Per anni Viktor Orbán è apparso invincibile. Il leader magiaro che sfida Bruxelles, che stringe mani a Donald Trump e Giorgia Meloni, e che non perde occasione per presentarsi come il paladino dell’Europa “vera”, quella dei confini chiusi e delle tradizioni cristiane. Ma dietro il suo sorriso sicuro e la retorica da campagna permanente, qualcosa si è incrinato.
A sei mesi dal voto, l’aria in Ungheria è cambiata. Dopo sedici anni al potere, Orbán non è più l’uomo che domina senza rivali. Nei sondaggi, il suo partito Fidesz scivola sotto il 40 per cento, mentre la nuova formazione liberale Tisza, guidata da Péter Magyar, lo supera di oltre dieci punti. Magyar non è un outsider: è un ex alleato, cresciuto nello stesso sistema che oggi denuncia come “corrotto e autoritario”. È forse questo che spaventa di più il premier.
Perché quando a minacciare il potere non è un nemico esterno, ma uno che conosce le regole del gioco, le reazioni diventano più nervose. E infatti, da Budapest è arrivata la notizia che ha fatto infuriare l’opposizione: Blikk, il tabloid più letto del Paese, è stato acquistato da Indamedia, gruppo considerato vicino al governo.
Blikk è un simbolo della cultura popolare ungherese. È il giornale che si trova ovunque — nei bar, nei treni, negli smartphone — e che con la sua miscela di gossip, sport e notizie d’attualità raggiunge oltre tre milioni di persone al mese. Un pubblico vasto, trasversale, quello che decide gli umori del Paese più di mille comizi.

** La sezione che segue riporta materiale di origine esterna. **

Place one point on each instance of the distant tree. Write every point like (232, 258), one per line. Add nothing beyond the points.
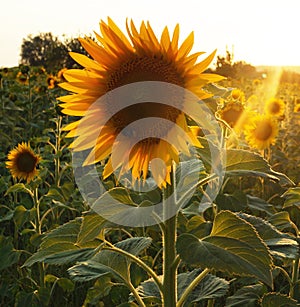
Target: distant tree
(73, 44)
(48, 51)
(226, 67)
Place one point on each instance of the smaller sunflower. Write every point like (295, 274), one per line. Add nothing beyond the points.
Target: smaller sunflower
(275, 107)
(22, 162)
(52, 82)
(256, 82)
(297, 108)
(235, 114)
(22, 77)
(262, 132)
(60, 75)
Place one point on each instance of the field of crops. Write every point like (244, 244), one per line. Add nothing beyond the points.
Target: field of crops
(233, 241)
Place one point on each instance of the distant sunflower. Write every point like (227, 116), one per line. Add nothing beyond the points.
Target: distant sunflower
(262, 132)
(235, 114)
(60, 74)
(275, 107)
(238, 94)
(118, 61)
(22, 162)
(22, 77)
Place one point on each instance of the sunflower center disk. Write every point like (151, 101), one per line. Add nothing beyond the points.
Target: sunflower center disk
(232, 116)
(26, 162)
(274, 108)
(263, 131)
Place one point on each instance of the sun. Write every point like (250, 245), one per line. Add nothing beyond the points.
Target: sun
(118, 60)
(22, 162)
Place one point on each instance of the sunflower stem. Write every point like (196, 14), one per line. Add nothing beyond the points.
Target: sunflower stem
(38, 229)
(191, 287)
(295, 277)
(169, 249)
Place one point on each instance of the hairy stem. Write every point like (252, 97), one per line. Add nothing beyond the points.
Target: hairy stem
(169, 248)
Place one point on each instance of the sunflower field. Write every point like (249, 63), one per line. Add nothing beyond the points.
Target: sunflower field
(104, 205)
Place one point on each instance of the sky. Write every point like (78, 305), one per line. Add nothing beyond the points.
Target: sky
(259, 32)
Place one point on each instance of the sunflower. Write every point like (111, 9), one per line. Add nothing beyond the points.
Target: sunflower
(22, 162)
(117, 61)
(22, 77)
(262, 132)
(237, 94)
(275, 107)
(235, 114)
(297, 108)
(60, 74)
(51, 81)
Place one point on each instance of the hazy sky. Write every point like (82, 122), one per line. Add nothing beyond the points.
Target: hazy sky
(262, 32)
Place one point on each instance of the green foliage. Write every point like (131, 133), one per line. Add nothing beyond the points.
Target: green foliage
(233, 247)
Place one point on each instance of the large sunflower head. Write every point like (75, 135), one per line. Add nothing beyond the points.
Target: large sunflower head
(22, 162)
(262, 132)
(297, 108)
(118, 60)
(275, 107)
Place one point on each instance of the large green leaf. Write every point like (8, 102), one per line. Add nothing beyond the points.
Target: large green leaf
(281, 245)
(292, 197)
(257, 204)
(236, 201)
(242, 162)
(18, 187)
(233, 247)
(209, 287)
(8, 255)
(109, 261)
(278, 300)
(247, 296)
(60, 246)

Ufficialmente, la vendita è un’operazione economica: la casa editrice svizzera Ringier ha ceduto le sue attività “per motivi strategici”. Ma pochi ci credono davvero. Il nuovo proprietario, Miklós Vaszily, è un imprenditore che da anni gestisce media fedeli al governo, tra cui l’emittente TV2, una delle voci più schierate a favore di Orbán.
La reazione nella redazione di Blikk è stata immediata: il direttore si è dimesso, alcuni giornalisti hanno espresso pubblicamente il loro sconcerto. “Per me è moralmente inaccettabile”, ha detto uno di loro, preferendo restare anonimo. Ma molti sanno che in Ungheria chi parla troppo rischia la carriera, se non peggio.
Negli ultimi dieci anni, il governo ha costruito un sistema mediatico quasi monolitico. Più di quattrocento testate sono state accorpate in una fondazione controllata da uomini vicini a Fidesz. I giornali locali, le tv regionali e persino molte radio trasmettono un’unica voce, quella del governo. E ora anche Blikk, l’ultimo grande spazio di libertà popolare, sembra destinato a uniformarsi.
Per l’opposizione, è un segnale inequivocabile. “Temono la sconfitta e vogliono silenziare chiunque possa parlare con milioni di ungheresi”, ha detto Magyar in un comizio a Szeged. “Non si tratta più di politica, ma di paura.”
Paura che si legge anche nei corridoi del potere. Perché questa volta, le accuse di corruzione, l’inflazione e il malcontento per i rapporti sempre più tesi con l’Unione Europea stanno logorando l’immagine di Orbán. E controllare i media, ancora una volta, sembra la sua risposta automatica.
Ma la verità è che, a furia di blindare il messaggio, si rischia di perdere il contatto con il Paese reale. Blikk era un giornale letto anche da chi votava Fidesz. Se ora diventerà un megafono di propaganda, potrebbe rivelarsi un boomerang.
Budapest, intanto, osserva e mormora. Le edicole vendono meno, i giornalisti tacciono, i lettori si spostano online in cerca di notizie vere. Ma sotto la superficie, cresce la sensazione che l’Ungheria stia arrivando a un bivio.
Per la prima volta dopo molti anni, Viktor Orbán non sembra più l’uomo che controlla tutto.
E forse è proprio per questo che, nel Paese dove la libertà di stampa è diventata un miraggio, la parola “voto” fa più paura di qualsiasi titolo di giornale.